Her face was white and red, fresh as a rose, her eyes glanced darkly blue, her hair blew out in bright, unruly strands. Helen knew she felt some of the physical stimulation that had so roused Bo, and seemed so irresistible, but somber thought was not deflected thereby.

It was clear daylight when Roy led off round a knoll from which patches of scrubby trees -- cedars, Dale called them -- straggled up on the side of the foot-hills.

"They grow on the north slopes, where the snow stays longest," said Dale.

They descended into a valley that looked shallow, but proved to be deep and wide, and then began to climb another foot-hill. Upon surmounting it Helen saw the rising sun, and so glorious a view confronted her that she was unable to answer Bo's wild exclamations.
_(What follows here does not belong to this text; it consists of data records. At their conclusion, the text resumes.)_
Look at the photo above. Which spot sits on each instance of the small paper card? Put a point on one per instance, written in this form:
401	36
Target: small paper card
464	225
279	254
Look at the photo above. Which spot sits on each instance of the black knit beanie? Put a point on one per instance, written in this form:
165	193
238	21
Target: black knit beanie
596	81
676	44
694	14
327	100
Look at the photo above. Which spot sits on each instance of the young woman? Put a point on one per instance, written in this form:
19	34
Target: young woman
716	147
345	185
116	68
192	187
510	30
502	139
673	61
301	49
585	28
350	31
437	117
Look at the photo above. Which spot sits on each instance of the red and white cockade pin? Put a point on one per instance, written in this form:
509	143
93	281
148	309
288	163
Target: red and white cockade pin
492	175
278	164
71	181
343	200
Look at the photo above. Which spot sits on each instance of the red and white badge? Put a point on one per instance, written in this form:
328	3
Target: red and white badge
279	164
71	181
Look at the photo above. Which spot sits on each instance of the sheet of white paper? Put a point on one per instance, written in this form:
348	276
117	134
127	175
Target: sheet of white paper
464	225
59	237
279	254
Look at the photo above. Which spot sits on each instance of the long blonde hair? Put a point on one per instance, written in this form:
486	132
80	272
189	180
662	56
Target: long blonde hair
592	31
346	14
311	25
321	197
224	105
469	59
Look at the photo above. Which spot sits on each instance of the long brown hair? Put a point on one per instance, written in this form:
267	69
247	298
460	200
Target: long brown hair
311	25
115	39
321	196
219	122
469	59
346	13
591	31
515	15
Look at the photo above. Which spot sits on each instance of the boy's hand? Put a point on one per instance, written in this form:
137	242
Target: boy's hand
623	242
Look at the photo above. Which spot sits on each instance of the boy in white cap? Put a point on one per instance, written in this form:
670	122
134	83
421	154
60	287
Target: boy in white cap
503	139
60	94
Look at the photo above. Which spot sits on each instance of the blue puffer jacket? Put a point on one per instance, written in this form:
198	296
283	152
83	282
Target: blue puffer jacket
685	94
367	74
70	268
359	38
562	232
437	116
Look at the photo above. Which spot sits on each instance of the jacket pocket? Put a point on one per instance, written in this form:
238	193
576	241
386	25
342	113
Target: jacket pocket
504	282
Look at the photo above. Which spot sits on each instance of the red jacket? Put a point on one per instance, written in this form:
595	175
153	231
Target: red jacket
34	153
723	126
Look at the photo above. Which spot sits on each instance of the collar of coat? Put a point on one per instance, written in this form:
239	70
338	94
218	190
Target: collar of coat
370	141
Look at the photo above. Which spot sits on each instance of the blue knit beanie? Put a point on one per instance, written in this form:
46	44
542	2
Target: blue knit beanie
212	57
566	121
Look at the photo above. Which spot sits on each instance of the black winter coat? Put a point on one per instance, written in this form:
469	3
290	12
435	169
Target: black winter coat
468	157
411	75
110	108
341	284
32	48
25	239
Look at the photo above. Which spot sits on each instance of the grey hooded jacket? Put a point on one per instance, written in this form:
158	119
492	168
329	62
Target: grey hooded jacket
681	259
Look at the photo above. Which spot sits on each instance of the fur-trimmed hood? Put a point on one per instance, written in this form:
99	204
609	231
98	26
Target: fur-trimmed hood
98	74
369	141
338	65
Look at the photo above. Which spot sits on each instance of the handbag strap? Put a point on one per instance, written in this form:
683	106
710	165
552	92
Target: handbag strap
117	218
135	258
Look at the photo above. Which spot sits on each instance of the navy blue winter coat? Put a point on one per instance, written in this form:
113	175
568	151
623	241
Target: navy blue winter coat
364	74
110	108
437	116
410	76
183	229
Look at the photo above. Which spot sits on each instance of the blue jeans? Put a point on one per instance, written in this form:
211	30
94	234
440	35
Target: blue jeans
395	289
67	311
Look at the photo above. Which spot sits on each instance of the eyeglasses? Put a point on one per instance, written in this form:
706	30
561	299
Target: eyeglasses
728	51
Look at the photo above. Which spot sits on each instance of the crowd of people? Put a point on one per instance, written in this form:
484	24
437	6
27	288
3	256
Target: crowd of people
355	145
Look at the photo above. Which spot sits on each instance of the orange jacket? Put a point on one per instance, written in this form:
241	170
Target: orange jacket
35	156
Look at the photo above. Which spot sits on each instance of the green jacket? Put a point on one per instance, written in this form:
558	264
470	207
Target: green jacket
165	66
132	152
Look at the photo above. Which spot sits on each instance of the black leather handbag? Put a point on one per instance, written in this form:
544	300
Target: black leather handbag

Bare, yellow, cedar-dotted slopes, apparently level, so gradual was the ascent, stretched away to a dense ragged line of forest that rose black over range after range, at last to fail near the bare summit of a magnificent mountain, sunrise-flushed against the blue sky.

"Oh, beautiful!" cried Bo. "But they ought to be called Black Mountains.""Old Baldy, there, is white half the year," replied Dale.

"Look back an' see what you say," suggested Roy.

The girls turned to gaze silently. Helen imagined she looked down upon the whole wide world. How vastly different was the desert! Verily it yawned away from her, red and gold near at hand, growing softly flushed with purple far away, a barren void, borderless and immense, where dark-green patches and black lines and upheaved ridges only served to emphasize distance and space.

"See thet little green spot," said Roy, pointing. "Thet's Snowdrop. An' the other one -- 'way to the right -- thet's Show Down.""Where is Pine?" queried Helen, eagerly.